The building stock around Chichester
The land between the Downs and the sea around Chichester carries a real mix: arable grain stores on the lighter coastal-plain soils, horticultural and packhouse buildings, livestock sheds on the downland farms, and the usual machinery sheds and older general-purpose barns. A fair number still sit under their original asbestos-cement or later fibre-cement roofs. The combination of coastal exposure and a damp, mild climate is hard on metal: factory finishes chalk and fade, fixings weep rust, and salt accelerates corrosion at every exposed edge. Fibre-cement turns porous and gathers moss on the shaded slopes. The portal frames underneath are usually sound, which is precisely the situation where a coating, applied to the right roof, makes sense.
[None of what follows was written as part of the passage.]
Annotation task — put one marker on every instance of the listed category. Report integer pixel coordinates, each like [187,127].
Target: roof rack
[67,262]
Salt, exposure and two kinds of roof
Most roofs we survey near the coast fall into two camps. Coated steel fails first at the details, and salt air speeds that up: cut edges corrode, laps open and fixings stain the sheets below them while the body of the sheet is still serviceable. Asbestos and fibre-cement weather to a soft, water-holding surface that grows brittle. Where the cement sheets are intact, a clean and encapsulation system seals the surface, stops fibre release from it and extends the roof’s life without the cost of stripping and licensed disposal. Where they are cracked or soft, that is a removal job, not a coating job. The survey tells you plainly which case your roof is in.

Timing on a mixed farm
A coastal-plain farm with both arable and stock has more than one calendar, so the programme is built around whichever building is being treated. Grain and crop stores have a clear window after the old crop moves off and before harvest fills the floor again. Machinery sheds suit the weeks the fleet is in the fields. Packhouses and horticultural buildings work around their own busy season. We plan backwards from the date each building has to be back in use, and we confirm it in writing. On the exposed coastal sites we also keep a close eye on the weather window itself, because coatings need dry, settled conditions to cure, and the plain near Chichester does not always provide them on demand.
What the survey records
We price after inspection, never from a satellite image. Each slope is examined from proper access, and we note the state of sheets, cut edges, fixings, rooflights and gutters, paying extra attention to salt-driven corrosion on the seaward faces. Inside, we look for the staining that gives away leaks the yard view hides. You receive photographs and a written recommendation you are free to challenge, and where a holding has several buildings in different states, each one gets its own verdict rather than a single blended figure.

The honest verdict
We will not recommend coating to every caller, because it is not always the right answer. A roof with a few damaged sheets needs repair, and we will say so even when it is the smaller job. A roof with widespread surface failure on sound sheets is the genuine case for coating, and there are many of those on the farms around Chichester. A roof that is holed, soft underfoot or failing at the frame needs replacing, and a coating would only delay that cost while adding ours on top. The verdict, the photographs and the reasoning come to you, and the choice stays in your hands.